Oh yes, and the sudden Jack Harlow attention sparks Nail Tech back into life, and it re-debuts at No.66.
We Remember
The second biggest new hit of the week is… not the one that was predicted last weekend (but we'll come to that in due course). Instead it is yet another hit from comeback kid David Guetta who this time engineers a clash of the dancefloor titans with both Becky Hill and Ella Henderson taking co-vocals on Crazy What Love Can Do.
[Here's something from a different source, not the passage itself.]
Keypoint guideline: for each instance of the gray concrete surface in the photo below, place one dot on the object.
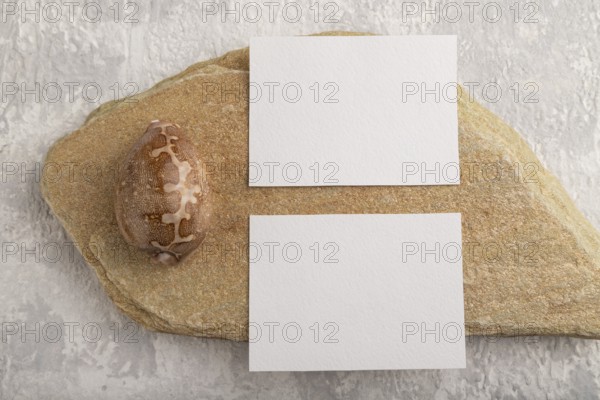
(63, 338)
The track is, admittedly, slightly derivative and sounds for all the world like a female analogue to Head And Heart but it is another chirpy dance-pop single to add to the growing tally of such hits in 2022. No.20 with a bullet to start out, so let's see where this one ends up.
Other Stuff Of Note
Digga D's third mixtape Noughty By Nature came out today (Friday 15th) and it is heralded by the release of a fourth teaser single Hold It Down which slides in at No.35. That's the first to reach the Top 40 since Pump 101 made it into the Top 10 back in February, a track which has since been followed by teaser cuts G Lock and What You Reckon which both fell short of the Top 40.
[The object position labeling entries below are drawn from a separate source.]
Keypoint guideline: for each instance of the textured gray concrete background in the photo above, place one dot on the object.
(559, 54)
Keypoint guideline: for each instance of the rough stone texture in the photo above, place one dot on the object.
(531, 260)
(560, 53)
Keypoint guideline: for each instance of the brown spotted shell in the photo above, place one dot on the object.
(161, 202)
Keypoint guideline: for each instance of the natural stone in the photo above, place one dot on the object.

Huge things were expected of the shock Pink Floyd reunion single Hey Hey Rise Up, recorded with Ukrainian musician Andriy Khlyvnyuk and with all proceeds to go to Ukraine charity appeals, the track nailing itself to the summit of iTunes and posting a surprise Top 10 placing on the First Look chart on Sunday. But as I noted in the newsletter, early support on the tiny download market means very little in the grand scheme of things, and the single winds up at No.49, at the very least the first Pink Floyd chart single since Wish You Were Here reached No.68 in 2012 in the aftermath of the London Olympics closing ceremony.
Snooze Button
For the second week running though, new entries aside, the Top 40 singles chart takes on an absurdly static look as the hits of the last few weeks all line up in pretty much the same order they have done for a bit. The tastes of the public have settled and for now there is very little to shift them. So let's break it down once more.
3 of the Top 40 are brand new entries.
4 of them are non-movers (including Harry at the top and Ed/Taylor at No.40).
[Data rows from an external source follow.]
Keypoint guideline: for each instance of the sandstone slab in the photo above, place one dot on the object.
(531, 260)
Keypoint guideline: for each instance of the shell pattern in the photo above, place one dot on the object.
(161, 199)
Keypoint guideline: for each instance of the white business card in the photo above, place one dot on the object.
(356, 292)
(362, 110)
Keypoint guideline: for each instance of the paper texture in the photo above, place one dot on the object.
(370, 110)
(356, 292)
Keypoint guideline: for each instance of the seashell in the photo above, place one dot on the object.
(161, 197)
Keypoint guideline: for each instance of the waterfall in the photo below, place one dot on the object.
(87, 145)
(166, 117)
17 of them (6 in the Top 10 alone) move just one place up or down.
7 move two places.
4 move three places.
3 more move four places.
That leaves just two singles unaccounted for. And the biggest movers of the week are both fallers. Lil Tjay's In My Head plummets 10 places to No.28 and Potter Payper's Gangsteritus slides 6 to No.31. The week's highest climber is Light Switch by Charlie Puth, climbing 4 to No.26.
It is what it is I guess.
There is at least some fun to be have on the albums chart where what is being sold as an "indie takeover" takes place. Every one of this week's Top 3 albums is a new entry from an act on an independent label. Wet Leg's eponymous debut is at No.1 (released on Domino Recordings), Chloe And The Next 20th Century by Father John Misty (Bella Union Records) is at No.2 (albeit a long way behind in sales terms) and Fear Of The Dawn by Jack White (Third Man Records) is at No.3. It has been 11 years since that has happened.